In the early Fifties a dread of nuclear annihilation fuelled by bomb testing led us to discuss seriously whether to bring children into a world doomed to nuclear destruction. Our fear of hidden enemies created by the anti-Communist Crusade turned us into nation looking for scapegoats.  The early Fifties ended a brief post-war honeymoon where we reduced the military and poured money into schools and infrastructure, launched the Marshall Plan to rebuild a Europe devastated by war and encouraged Unions to protect and expand a growing Middle Class.  The early Fifties changed all that.

Ellen Schrecker got it right in her essay, The Legacy of McCarthyism.  “As the nation’s politics swung to the right after World War II, the federal government abandoned the unfinished agenda of the New Deal. Measures like national health insurance, a social reform embraced by the rest of the industrialized world, simply fell by the wayside.

“The left liberal political coalition that might have supported health reforms and similar projects was torn apart by the anti-Communist crusade. Moderates feared being identified with anything that seemed too radical, and people to the left of them were either unheard or under attack. McCarthyism further contributed to the attenuation of the reform impulse by helping to divert the attention of the labor movement, the strongest institution within the old New Deal coalition, from external organizing to internal politicking.” 
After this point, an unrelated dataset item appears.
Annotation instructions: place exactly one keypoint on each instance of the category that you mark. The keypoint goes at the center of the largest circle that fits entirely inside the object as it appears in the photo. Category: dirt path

The vast majority of Americans supported the Anti-Communist crusade or were indifferent to it. Even liberals, appalled by McCarthyism, remained optimistic about America’s future. Despite the rightward turn of government the accomplishments of the New Deal seemed permanent. Liberal economist Robert Heilbronner expressed  America’s optimism in The Worldly Philosophers, published a few years later. For years it was a standard college classroom textbook. Heilbronner wrote compellingly about the lives and times of the great economic thinkers from Adam Smith to Friedrich Hayek at a time when capitalism was on the defensive against Communist ideals in a large part of the World.

The Worldly Philosophers reveals our sunny national consensus that American Capitalism could work. Heilbronner wrote that Marx got part of his critique of Capitalism right. It tended to brutalize workers and contained the seeds of its own destruction. But American capitalism, tempered by “the idea of democracy [and] the idea of impartial government seeking to reconcile divergent interests” … “can continue to evolve and to adapt its institutions to the never-satisfied demands of social justice.” 

It must be 10:00 am on a Saturday, with husband home after shopping. All very dressed up!

By 2030 Heilbronner wrote, “The new problem of society would be not how to find leisure, but how to cope with unprecedented quantities of it.” Heilbronner confidently predicted a shrinking distance between rich and poor largely because of “a deliberate attempt to limit wealth at the top by policies of progressive taxation.”  Capitalism would be managed in such a way that its benefits would provide a decent life for everyone. How incredibly naïve that sounds today, but it was our common understanding in the Fifties and well into the future.

As I headed off to college in 1953 our Country was still up for grabs.